Cuiabá, Quinta-Feira, 26 de Março de 2026
DANO NA AMAZÔNIA
29.05.2025 | 16h05 Tamanho do texto A- A+

TRF vê demora e anula multa contra fazendeiro por desmate

A penalidade havia sido imposta por suposto desmatamento de 370 hectares em Itaituba (PA)

Divulgação

A decisão do TRF beneficiou o produtor rural Bruno Heller (detalhe)
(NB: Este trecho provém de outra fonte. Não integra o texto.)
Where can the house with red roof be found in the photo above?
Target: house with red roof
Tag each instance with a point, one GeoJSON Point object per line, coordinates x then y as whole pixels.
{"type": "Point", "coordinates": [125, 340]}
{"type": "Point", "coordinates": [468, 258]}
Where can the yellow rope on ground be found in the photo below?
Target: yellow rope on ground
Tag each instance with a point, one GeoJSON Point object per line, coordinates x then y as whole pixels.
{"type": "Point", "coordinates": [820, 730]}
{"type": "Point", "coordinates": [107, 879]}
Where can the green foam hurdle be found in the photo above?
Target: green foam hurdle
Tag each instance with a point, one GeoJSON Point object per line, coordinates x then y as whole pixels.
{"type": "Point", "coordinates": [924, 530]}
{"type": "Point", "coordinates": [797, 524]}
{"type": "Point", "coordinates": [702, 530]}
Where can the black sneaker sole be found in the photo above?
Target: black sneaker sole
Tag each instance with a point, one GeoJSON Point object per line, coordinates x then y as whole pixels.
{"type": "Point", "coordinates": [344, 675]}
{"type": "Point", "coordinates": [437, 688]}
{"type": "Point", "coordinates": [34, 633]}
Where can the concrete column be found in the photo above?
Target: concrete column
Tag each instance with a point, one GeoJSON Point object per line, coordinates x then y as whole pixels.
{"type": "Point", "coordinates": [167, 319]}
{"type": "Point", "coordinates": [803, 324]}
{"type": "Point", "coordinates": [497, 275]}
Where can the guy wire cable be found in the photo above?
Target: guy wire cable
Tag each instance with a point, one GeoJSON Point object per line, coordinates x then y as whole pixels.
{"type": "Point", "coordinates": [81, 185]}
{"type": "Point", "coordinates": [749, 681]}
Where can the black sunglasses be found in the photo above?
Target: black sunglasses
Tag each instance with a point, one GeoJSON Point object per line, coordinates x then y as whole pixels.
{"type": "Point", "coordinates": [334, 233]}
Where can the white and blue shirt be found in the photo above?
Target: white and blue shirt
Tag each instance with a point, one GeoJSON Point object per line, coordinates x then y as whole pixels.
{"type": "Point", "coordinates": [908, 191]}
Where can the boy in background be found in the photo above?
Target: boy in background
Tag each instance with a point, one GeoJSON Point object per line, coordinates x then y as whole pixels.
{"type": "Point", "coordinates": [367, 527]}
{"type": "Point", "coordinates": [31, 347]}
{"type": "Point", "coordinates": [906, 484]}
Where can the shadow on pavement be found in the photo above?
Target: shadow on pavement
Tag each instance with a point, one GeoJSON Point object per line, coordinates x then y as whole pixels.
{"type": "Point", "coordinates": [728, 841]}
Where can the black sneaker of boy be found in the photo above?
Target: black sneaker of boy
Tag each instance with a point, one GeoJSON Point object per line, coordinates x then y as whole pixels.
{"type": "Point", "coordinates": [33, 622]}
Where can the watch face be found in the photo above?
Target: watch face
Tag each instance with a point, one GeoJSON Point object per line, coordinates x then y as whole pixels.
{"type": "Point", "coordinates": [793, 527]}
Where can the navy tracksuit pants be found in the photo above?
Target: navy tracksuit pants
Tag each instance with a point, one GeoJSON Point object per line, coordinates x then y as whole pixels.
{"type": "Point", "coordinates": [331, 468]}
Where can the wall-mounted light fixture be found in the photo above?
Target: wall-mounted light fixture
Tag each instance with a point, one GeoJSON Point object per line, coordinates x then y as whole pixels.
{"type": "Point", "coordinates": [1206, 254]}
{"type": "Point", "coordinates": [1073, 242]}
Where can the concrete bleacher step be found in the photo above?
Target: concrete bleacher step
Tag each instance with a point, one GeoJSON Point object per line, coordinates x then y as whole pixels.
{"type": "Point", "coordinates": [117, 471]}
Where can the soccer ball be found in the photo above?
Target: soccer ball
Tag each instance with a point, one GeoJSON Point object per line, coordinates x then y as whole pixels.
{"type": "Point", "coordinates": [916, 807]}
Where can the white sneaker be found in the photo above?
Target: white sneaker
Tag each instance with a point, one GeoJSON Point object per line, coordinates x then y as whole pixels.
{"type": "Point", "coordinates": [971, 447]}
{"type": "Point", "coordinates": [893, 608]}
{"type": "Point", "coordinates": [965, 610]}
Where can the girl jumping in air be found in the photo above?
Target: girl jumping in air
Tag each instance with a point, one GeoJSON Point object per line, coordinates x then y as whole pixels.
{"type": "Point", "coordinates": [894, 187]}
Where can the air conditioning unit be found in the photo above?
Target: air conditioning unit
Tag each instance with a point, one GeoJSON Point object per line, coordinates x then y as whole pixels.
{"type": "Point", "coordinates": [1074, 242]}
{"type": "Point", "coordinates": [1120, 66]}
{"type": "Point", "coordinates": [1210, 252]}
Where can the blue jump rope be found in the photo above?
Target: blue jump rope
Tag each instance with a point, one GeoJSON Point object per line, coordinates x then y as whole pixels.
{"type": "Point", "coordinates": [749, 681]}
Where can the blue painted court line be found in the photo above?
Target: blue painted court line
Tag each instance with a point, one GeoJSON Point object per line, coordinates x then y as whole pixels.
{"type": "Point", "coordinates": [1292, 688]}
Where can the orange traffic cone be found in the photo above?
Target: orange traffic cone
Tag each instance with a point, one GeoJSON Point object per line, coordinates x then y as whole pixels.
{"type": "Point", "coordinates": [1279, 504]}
A decisão do TRF beneficiou o produtor rural Bruno Heller (detalhe)

DA REDAÇÃO

A 5ª Turma do Tribunal Regional Federal da 1ª Região (TRF-1) decidiu, por unanimidade, manter a sentença que anulou uma multa ambiental aplicada pelo Ibama (Instituto Brasileiro do Meio Ambiente e dos Recursos Naturais Renováveis) ao produtor rural Bruno Heller, de Sinop.

 

A penalidade havia sido imposta por suposto desmatamento de 370 hectares em Itaituba, no sudoeste do Pará. O valor da multa era de R$ 522 mil.

 

Em 2023, Heller chegou a ser considerado pela Polícia Federal como "maior devastador da Amazônia".

 

A Corte entendeu que o processo administrativo ficou paralisado por tempo excessivo, configurando prescrição. O auto de infração havia sido lavrado em 2008.

 

O relator do caso, juiz federal convocado Shamyl Cipriano, a Administração Pública ultrapassou os limites legais de tramitação do procedimento sancionador.

 

“Verifica-se a ocorrência da prescrição intercorrente, nos termos do art. 1º, §1º, da Lei 9.873/99, tendo em vista que o processo ficou paralisado por mais de três anos em três períodos distintos”, afirmou o magistrado em seu voto.

 

Ainda segundo o relator, atos administrativos que não tenham conteúdo decisório ou que sejam meramente burocráticos, como despachos de encaminhamento ou certificação de andamento, não são suficientes para interromper o prazo de prescrição da pretensão punitiva.

 

“Não é qualquer despacho que interrompe a prescrição intercorrente, mas sim os atos e decisões de apuração de infração, de instrução do processo e os atos de comunicação ao infrator”, reforçou Cipriano.

 

Para o advogado Vinicius Segatto, que faz a defesa do produtor rural,  a decisão "a necessidade da Administração Pública em respeitar e observar os prazos legais estabelecidos no ordenamento jurídico e assim fazer valer o devido processo legal em procedimentos administrativos”. 

 

“Maior devastador da Amazônia”

 

O empresário é apontado pela Polícia Federal  como “maior devastador” da Amazônia. Ele chegou a ser preso pelos agentes na cidade de Novo Progresso (PA) em agosto de 2023 no âmbito da Operação Retomada.

 

Na ocasião, a PF desarticulou um esquema, em que Bruno Heller estaria envolvido, de invasão de 21 mil hectares de terras da União. Em seguida, eles desmatavam a área para criação de gado na Floresta Amazônica.